At midnight I could not resist. I turned the key with trembling hands. The ticking exploded, the hands ran backward, and this time the mist was black and dense as smoke.
I appeared in a desolate wasteland, the ground covered in ash and dry grass, the air heavy with a primal scent of damp earth. From the gloom emerged muscular shapes with eyes burning like coals, creatures breathing in a rough growl as they closed in a circle, sniffing at me.
The largest of them stepped forward, its hot breath brushing my neck.
—Surrender, mortal —it roared—, or the clock will trap you forever.

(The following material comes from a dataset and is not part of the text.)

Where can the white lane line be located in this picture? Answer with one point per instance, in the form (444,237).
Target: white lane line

Desire bent me again. I let my clothes fall onto the ashes and offered myself to them without shame. Those savage bodies possessed me on the wasteland floor, their heavy forms mounting me one after another, without pause, while I screamed at the black sky. The heat consumed me, each thrust deeper than the last, pleasure skimming the edge of delirium.
—Never stop —I begged, lost in the frenzy.
I came amid howls I could not tell were mine or theirs, my whole body convulsing. And then, as before, the ticking stopped. The wasteland vanished in a flash, the beasts disappeared with a lament, and the voice repeated its promise before releasing me.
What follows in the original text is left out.